Using The Text Filter Node

Note: This example assumes you completed the example in Using the Text Parsing Node. It builds off the process flow diagram created there.
Now that you have parsed the terms in the text of the abstracts, you want to filter out the terms that have little to no information value. This will create more relevant topics in the next step.
  1. Select the Text Mining tab in the Enterprise Miner Toolbar, and drag a Text Filter node into the diagram workspace.
  2. Connect the Text Parsing node to the Text Filter node.
    Process Flow Diagram
  3. Right-click the Text Parsing node, and select Results. Now find the Terms table and click anywhere inside the Terms table to make it the active window. Scroll through the list of terms and note that the majority of terms occur in fewer than 10 documents.
  4. Click the Text Filter node in the diagram workspace and notice the Minimum Number of Documents property in the Term Filters section of the Train properties. Change this property from the default value to 10. This ensures that only terms that occur in at least ten documents are included in your analysis.
  5. To enable spell checking, set the Check Spelling option in the Spelling section of the Train properties to Yes.
    Because you are dealing with professionally written documents, you might think that there is no reason to perform this operation. However, this spell checking might suggest terms that should be treated as synonyms. The algorithm used to find misspellings frequently identifies terms that are slight variants of one another in spelling and meaning. Checking for spelling should not remove a large number of terms from this data set but might help when you deal with a different collection of documents. If you are dealing with informal document sets such as e-mails or customer comments, then spell checking will prove even more beneficial.
  6. To run the Text Filter Node, right-click on the node and select Run. When you have successfully run the Text Filter node, click the Results button in the Run Status window.
  7. Find the Terms window within the Results window and click anywhere inside the Terms window to make it the active window. Select the #Docs column to sort terms by document frequency. Scroll down and notice that terms that appear in fewer than 10 documents are dropped by the Text Filter node. Terms in 10 or more documents might have been dropped for other reasons.
    Terms Table
  8. Now find and maximize the Number of Documents by Weight window. This window shows a scatter plot of the terms with the number of documents on the x-axis and term weight on the y-axis. In the image below, notice that there is a row of points that all have a weight of zero. These points represent the terms that were dropped from analysis.

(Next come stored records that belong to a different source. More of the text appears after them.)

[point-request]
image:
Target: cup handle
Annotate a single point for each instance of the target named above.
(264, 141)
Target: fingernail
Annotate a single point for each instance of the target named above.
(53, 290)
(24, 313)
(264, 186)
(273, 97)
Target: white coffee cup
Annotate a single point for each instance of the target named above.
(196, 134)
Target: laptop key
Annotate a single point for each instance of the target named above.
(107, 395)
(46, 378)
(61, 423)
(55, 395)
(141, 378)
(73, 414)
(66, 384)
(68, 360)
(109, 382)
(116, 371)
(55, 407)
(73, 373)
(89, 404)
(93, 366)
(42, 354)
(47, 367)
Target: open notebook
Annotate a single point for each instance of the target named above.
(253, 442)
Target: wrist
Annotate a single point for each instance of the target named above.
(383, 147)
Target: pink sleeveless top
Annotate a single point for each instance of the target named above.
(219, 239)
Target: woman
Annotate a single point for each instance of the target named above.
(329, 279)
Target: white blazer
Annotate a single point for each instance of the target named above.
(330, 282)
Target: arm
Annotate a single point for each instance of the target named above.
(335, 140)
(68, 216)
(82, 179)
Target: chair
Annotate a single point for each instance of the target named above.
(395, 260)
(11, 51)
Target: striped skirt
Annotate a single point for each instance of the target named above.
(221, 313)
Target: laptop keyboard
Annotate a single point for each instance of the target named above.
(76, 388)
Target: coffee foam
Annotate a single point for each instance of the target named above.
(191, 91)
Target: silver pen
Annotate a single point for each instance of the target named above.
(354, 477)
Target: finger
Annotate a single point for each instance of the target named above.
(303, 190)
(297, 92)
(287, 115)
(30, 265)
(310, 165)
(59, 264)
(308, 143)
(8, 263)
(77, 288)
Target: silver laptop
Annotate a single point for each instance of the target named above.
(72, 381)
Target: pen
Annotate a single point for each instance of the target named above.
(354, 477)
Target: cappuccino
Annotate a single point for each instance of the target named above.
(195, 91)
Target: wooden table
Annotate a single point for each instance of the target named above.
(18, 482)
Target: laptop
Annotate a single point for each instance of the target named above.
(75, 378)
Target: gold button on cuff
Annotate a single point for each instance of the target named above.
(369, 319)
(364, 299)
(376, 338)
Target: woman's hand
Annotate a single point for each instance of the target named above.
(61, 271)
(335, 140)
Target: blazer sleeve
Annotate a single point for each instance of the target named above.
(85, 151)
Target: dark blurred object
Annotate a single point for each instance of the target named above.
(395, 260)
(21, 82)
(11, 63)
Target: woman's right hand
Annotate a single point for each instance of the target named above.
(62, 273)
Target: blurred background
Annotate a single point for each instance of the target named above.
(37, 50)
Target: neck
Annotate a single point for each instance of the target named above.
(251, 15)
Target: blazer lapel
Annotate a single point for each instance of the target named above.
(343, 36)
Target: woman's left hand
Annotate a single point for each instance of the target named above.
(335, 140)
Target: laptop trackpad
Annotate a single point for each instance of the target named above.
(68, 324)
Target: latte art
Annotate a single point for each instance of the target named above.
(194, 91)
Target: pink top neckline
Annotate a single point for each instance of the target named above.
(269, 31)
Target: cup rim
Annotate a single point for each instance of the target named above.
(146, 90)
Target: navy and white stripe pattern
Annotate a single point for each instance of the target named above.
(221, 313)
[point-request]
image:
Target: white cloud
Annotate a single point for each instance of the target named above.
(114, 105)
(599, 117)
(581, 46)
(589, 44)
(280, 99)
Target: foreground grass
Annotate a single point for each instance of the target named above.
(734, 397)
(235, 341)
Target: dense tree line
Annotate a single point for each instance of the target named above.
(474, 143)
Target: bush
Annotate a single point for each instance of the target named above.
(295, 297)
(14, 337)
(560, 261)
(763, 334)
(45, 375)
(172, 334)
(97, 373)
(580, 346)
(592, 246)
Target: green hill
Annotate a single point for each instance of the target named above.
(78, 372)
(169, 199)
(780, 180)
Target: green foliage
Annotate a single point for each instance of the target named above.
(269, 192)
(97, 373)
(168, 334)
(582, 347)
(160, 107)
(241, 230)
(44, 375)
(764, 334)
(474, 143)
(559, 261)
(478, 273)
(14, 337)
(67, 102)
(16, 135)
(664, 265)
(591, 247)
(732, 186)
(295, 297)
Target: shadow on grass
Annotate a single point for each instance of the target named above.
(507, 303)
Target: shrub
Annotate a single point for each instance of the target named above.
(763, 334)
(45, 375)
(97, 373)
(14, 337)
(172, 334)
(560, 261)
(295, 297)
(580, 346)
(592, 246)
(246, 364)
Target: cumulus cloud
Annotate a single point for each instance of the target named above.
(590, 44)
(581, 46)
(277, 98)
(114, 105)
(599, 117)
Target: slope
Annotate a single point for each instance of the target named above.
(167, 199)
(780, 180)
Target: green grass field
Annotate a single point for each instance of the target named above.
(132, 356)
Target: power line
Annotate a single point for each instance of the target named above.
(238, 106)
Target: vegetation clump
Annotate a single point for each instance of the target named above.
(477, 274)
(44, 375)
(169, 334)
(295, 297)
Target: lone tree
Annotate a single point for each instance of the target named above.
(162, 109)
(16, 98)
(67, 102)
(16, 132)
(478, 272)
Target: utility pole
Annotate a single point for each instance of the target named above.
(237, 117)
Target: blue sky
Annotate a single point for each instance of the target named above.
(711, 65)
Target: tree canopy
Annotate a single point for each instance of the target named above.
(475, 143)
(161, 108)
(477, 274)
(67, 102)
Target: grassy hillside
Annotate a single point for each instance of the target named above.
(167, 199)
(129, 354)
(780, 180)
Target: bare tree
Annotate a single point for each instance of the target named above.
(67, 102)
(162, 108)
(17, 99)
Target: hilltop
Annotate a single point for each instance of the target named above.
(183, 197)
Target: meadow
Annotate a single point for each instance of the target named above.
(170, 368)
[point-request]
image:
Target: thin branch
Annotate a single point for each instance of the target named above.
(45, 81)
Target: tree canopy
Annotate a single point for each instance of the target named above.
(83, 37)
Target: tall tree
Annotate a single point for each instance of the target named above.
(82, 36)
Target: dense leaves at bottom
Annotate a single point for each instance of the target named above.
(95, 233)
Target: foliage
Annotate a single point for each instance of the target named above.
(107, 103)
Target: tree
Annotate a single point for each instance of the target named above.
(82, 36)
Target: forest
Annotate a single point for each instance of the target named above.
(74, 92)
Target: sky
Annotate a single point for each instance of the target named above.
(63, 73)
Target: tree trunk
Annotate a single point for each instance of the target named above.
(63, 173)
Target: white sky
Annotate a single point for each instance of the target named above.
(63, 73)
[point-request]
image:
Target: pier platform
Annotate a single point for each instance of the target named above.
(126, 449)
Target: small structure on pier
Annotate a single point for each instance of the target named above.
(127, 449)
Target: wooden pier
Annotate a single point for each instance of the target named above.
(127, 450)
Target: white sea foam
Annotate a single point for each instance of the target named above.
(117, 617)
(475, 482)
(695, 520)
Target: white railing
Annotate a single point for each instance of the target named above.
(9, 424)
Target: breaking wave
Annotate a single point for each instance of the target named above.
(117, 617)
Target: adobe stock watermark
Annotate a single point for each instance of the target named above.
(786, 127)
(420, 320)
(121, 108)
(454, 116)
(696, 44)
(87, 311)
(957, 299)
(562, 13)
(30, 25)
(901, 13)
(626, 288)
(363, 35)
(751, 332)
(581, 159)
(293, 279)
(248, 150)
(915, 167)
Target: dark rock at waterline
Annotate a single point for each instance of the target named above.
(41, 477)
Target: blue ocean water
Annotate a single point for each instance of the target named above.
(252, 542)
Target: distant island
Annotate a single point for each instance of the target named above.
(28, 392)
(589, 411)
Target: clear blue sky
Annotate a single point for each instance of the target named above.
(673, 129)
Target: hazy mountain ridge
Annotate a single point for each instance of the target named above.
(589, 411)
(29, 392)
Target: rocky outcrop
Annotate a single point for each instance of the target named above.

When you hold the mouse over a point on the graph, a tooltip appears that notes the term represented, the number of documents that it appears in, and the assigned weight value.
    Notice that the point representing the term datum appears separated from the rest of the points. Because the term datum appears significantly more often than any other term, you will drop this term from analysis in the following steps. There are six more terms that appear separated from the rest of the terms. These terms are system, software, paper, application, user, and information. You might choose to drop these terms from your analysis; but if you do, then you will get different results from those presented in the next chapter.
    Number of Documents by Weight Window
  9. Close the Results window.
  10. Now find the Results section of the Train properties and click the ellipsis button next to the Spell-Checking Results property. The EMWS.TextFilter_spellDS window lists the misspelled terms, and their assigned parent term, that were detected by the spell checker. Other information, such as the term role, term number, and number of documents, is also displayed in this window.
  11. Select the Text Filter node, and then click the ellipsis for the Filter Viewer property to open the Interactive Filter Viewer. In the Interactive Filter Viewer, you can refine the parsed and filtered data that exists after the Text Filter node has run. The refinement is achieved by filtering documents based on the results of a search expression or modifying the keep or synonym status of a term. The following image shows the Terms table of the Interactive Filter Viewer.
    Interactive Filter Viewer Terms Table
  12. For this example, you are going to exclude the single term datum because it occurs more than twice as often as the next frequent word. This will give you more relevant topics when you run the Text Topic node .
    To exclude the term datum from the analysis, click the check box in the KEEP column of the Terms window. The check box should be unchecked as in the diagram below.
    Interactive Filter Viewer Terms Table, do not keep 'datum'
  13. Close the Interactive Filter Viewer. When you do this, the Save window will ask you to save your changes. Make sure that you click Yes or you will have to redo steps 10 and 11.